You can identify retry events by checking the retry_of field, which contains the ID of the original failed event. This allows you to:
  • Track all retry attempts for a specific original event
  • See the complete retry history by querying events with a specific retry_of value
  • Understand the relationship between the original event and its retries

Success After Retry

If any retry event succeeds (receives a 2xx status code), it transitions to Success status.
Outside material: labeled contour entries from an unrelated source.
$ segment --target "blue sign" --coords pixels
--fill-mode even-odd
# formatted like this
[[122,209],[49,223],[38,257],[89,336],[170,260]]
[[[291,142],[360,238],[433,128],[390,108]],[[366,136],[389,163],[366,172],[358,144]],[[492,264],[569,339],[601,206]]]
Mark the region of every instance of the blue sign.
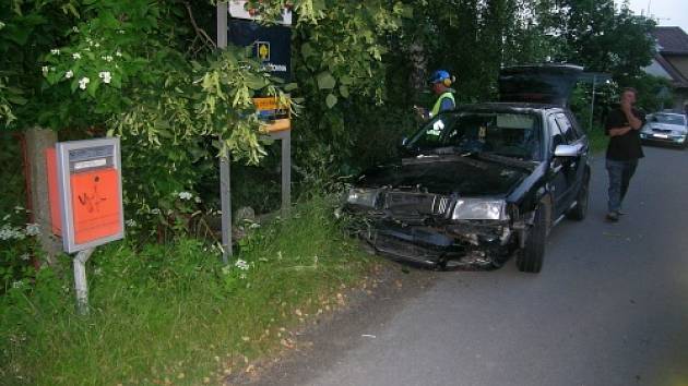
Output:
[[232,19],[227,39],[235,46],[253,47],[253,57],[274,76],[289,82],[292,77],[292,29],[282,25],[260,25]]

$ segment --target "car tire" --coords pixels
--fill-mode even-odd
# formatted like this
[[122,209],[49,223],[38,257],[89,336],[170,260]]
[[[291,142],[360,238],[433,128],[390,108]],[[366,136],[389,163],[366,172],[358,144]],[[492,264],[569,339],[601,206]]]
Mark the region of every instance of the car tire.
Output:
[[547,239],[547,209],[541,204],[535,209],[533,228],[525,239],[525,248],[517,255],[517,267],[522,273],[537,274],[543,269],[545,243]]
[[588,216],[588,201],[590,200],[590,174],[585,172],[585,178],[583,179],[583,183],[581,188],[578,190],[578,194],[576,195],[576,206],[572,207],[569,212],[567,212],[566,217],[576,220],[582,221]]

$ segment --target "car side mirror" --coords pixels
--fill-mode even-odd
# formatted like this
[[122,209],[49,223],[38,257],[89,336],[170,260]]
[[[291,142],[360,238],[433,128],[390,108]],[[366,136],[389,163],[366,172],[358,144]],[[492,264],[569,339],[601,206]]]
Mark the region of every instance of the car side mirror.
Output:
[[555,148],[555,157],[578,157],[581,155],[581,145],[558,145]]

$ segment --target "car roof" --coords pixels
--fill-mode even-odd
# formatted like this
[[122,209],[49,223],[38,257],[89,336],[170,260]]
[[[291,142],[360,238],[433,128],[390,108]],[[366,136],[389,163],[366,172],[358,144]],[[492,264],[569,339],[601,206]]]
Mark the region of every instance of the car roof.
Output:
[[678,113],[678,112],[664,112],[664,111],[659,111],[659,112],[653,112],[653,116],[677,116],[677,117],[684,117],[685,114],[683,113]]
[[524,104],[524,102],[483,102],[459,105],[454,111],[529,111],[539,112],[544,110],[564,110],[559,105]]

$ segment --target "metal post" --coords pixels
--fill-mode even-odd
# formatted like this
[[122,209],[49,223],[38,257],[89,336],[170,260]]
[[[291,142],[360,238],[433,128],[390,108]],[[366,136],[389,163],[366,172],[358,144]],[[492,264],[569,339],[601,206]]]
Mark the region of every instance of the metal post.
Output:
[[217,48],[227,47],[227,3],[217,3]]
[[592,96],[592,101],[590,102],[590,126],[588,129],[588,132],[592,132],[593,126],[592,126],[592,122],[593,122],[593,117],[595,116],[595,84],[597,82],[597,75],[593,75],[593,96]]
[[220,159],[220,198],[222,201],[222,261],[229,263],[232,256],[232,168],[229,152],[225,150]]
[[[227,3],[217,3],[217,48],[227,47]],[[220,138],[222,143],[222,137]],[[220,201],[222,205],[222,262],[229,263],[232,256],[232,168],[229,152],[220,157]]]
[[286,216],[292,206],[292,131],[282,136],[282,216]]
[[83,250],[74,256],[74,289],[76,290],[76,311],[88,314],[88,281],[86,281],[86,262],[95,249]]

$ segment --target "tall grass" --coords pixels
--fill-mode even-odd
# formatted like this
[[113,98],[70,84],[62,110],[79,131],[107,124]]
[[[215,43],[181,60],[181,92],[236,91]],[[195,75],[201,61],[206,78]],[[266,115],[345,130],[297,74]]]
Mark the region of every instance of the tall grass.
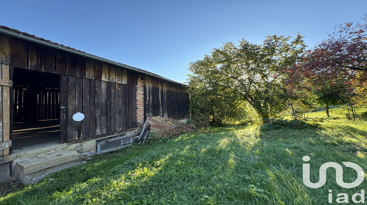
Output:
[[[342,109],[331,110],[332,117]],[[367,182],[344,189],[329,169],[322,187],[302,182],[305,155],[311,157],[314,182],[327,162],[353,162],[367,172],[366,122],[323,114],[311,113],[309,117],[319,118],[299,124],[208,127],[175,139],[148,141],[3,193],[0,204],[322,205],[330,204],[329,189],[334,203],[340,193],[350,201]],[[354,181],[355,172],[344,168],[344,181]]]

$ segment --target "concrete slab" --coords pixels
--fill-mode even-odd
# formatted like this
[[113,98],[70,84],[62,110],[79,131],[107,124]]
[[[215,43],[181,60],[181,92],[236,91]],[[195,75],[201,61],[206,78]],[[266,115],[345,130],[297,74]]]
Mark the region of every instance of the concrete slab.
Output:
[[15,160],[13,164],[16,174],[26,175],[58,164],[77,160],[79,160],[79,158],[76,151],[67,150]]
[[0,182],[8,181],[10,178],[10,169],[9,163],[0,164]]

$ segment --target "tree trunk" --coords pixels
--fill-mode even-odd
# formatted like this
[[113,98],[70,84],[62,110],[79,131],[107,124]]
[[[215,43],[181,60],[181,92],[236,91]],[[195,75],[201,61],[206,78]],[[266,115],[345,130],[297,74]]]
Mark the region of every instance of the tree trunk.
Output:
[[295,120],[297,120],[297,118],[296,117],[296,111],[295,110],[295,108],[293,107],[293,104],[291,102],[291,107],[292,107],[292,114],[293,115],[293,118],[294,118]]
[[325,112],[326,113],[326,116],[328,118],[330,118],[330,114],[329,114],[329,105],[327,104],[325,105]]
[[356,122],[356,109],[355,108],[354,110],[353,110],[353,106],[351,106],[351,107],[352,107],[352,114],[353,115],[353,121]]

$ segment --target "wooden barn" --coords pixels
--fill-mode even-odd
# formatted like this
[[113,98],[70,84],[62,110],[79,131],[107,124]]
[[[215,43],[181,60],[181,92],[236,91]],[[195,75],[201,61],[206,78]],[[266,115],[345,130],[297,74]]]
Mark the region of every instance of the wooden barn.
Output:
[[148,116],[188,117],[184,84],[3,26],[0,88],[0,181],[129,145]]

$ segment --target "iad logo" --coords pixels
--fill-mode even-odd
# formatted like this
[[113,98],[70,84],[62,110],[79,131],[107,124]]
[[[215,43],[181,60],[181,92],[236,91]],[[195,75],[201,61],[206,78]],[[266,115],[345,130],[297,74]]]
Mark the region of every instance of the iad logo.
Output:
[[[308,162],[310,161],[310,157],[305,156],[302,158],[302,159],[305,162]],[[303,183],[310,188],[316,188],[322,186],[326,182],[326,169],[329,167],[333,167],[335,169],[336,175],[335,180],[338,185],[343,188],[354,188],[363,182],[363,179],[365,178],[365,172],[363,171],[363,169],[359,165],[354,163],[345,162],[342,163],[344,166],[347,167],[352,168],[357,172],[358,176],[354,182],[350,183],[344,182],[343,181],[343,168],[342,166],[336,163],[327,162],[320,167],[319,180],[319,182],[316,183],[313,183],[310,181],[310,164],[304,164],[303,167]]]
[[[308,156],[303,156],[302,159],[304,162],[310,161],[310,157]],[[317,188],[322,186],[326,182],[326,170],[328,168],[333,167],[335,169],[335,174],[337,184],[339,186],[345,188],[354,188],[360,185],[363,182],[365,177],[365,172],[363,169],[358,164],[351,162],[342,163],[347,167],[350,167],[357,172],[357,179],[350,183],[345,183],[343,180],[343,169],[342,166],[335,162],[327,162],[322,164],[320,167],[319,174],[319,182],[314,183],[310,181],[310,164],[303,164],[303,183],[310,188]],[[333,202],[333,194],[332,190],[329,190],[328,202],[329,203]],[[337,203],[349,203],[348,194],[341,193],[337,195],[339,197],[335,200]],[[357,197],[360,197],[360,200],[357,200]],[[352,196],[352,201],[356,203],[365,203],[365,190],[361,190],[361,193],[356,193]]]

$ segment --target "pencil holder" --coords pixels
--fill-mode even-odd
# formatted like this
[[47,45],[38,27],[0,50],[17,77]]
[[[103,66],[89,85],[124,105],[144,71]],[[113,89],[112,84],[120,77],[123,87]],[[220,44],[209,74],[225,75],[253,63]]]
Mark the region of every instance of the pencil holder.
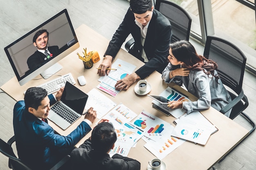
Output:
[[83,61],[83,65],[84,66],[85,68],[86,69],[89,69],[92,67],[93,66],[93,63],[92,63],[92,60],[90,60],[88,61]]

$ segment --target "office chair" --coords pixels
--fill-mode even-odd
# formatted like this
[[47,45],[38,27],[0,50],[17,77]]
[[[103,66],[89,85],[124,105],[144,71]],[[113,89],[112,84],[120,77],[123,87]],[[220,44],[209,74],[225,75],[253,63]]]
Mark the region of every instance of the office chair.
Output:
[[[9,166],[13,170],[31,170],[22,161],[18,158],[13,153],[11,144],[15,141],[15,136],[13,136],[7,143],[0,139],[0,152],[9,158]],[[50,170],[56,170],[61,168],[67,161],[70,156],[67,155],[60,161],[50,169]]]
[[220,111],[224,114],[232,109],[229,116],[232,120],[241,114],[252,126],[247,137],[249,136],[255,130],[256,125],[253,120],[243,112],[249,105],[248,99],[242,88],[246,57],[233,44],[222,39],[211,36],[207,37],[204,56],[217,63],[218,68],[216,70],[222,82],[231,89],[227,89],[232,101]]
[[[155,8],[170,21],[172,26],[171,42],[182,39],[189,40],[192,19],[185,9],[175,3],[165,0],[157,0]],[[134,42],[132,38],[126,43],[125,48],[127,51]]]

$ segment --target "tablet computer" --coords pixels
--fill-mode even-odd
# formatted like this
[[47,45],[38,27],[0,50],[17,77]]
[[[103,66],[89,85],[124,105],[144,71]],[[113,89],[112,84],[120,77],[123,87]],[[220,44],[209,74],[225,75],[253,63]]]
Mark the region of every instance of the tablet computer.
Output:
[[163,96],[161,96],[150,95],[149,94],[148,94],[147,95],[149,97],[150,97],[153,99],[157,100],[161,104],[166,104],[168,105],[170,104],[168,103],[168,102],[171,101],[171,100],[169,100],[167,98],[165,98]]

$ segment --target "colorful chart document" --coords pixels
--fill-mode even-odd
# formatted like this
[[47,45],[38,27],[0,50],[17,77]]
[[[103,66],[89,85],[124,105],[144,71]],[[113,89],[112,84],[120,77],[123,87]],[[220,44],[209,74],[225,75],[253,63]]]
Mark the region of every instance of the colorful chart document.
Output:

No further retry events are created after a successful retry.

Monitoring Failed Events and Retries

You can monitor failed events and their retries by:
  1. Filtering events by status: List all events with status: "failed" to see original failures
  2. Finding retry events: Query events with a specific retry_of value to see all retry attempts for an original event
  3. Checking event details: Retrieve a specific event to see its execution results, including:
    • Response status codes
    • Response headers and body (truncated to 1KB)
    • Response duration
    • Error messages if the attempt failed
  4. Understanding retry relationships: Use the retry_of field to trace retry events back to their original failed event

Best Practices

Configure Appropriate Retries

  • Use exponential backoff for transient failures (server overload, temporary network issues)
  • Use linear backoff for consistent retry intervals
  • Set maxRetries based on your tolerance for delayed delivery vs. giving up

Handle Different Failure Types

  • 4xx errors (client errors): Usually indicate invalid requests—retries may not help unless you fix the request
  • 5xx errors (server errors): Often transient—retries are more likely to succeed
  • Timeouts: May indicate server overload—exponential backoff is recommended

Monitor and Alert

Set up monitoring for failed events and configure alerts to notify you when failures occur, especially for critical webhooks.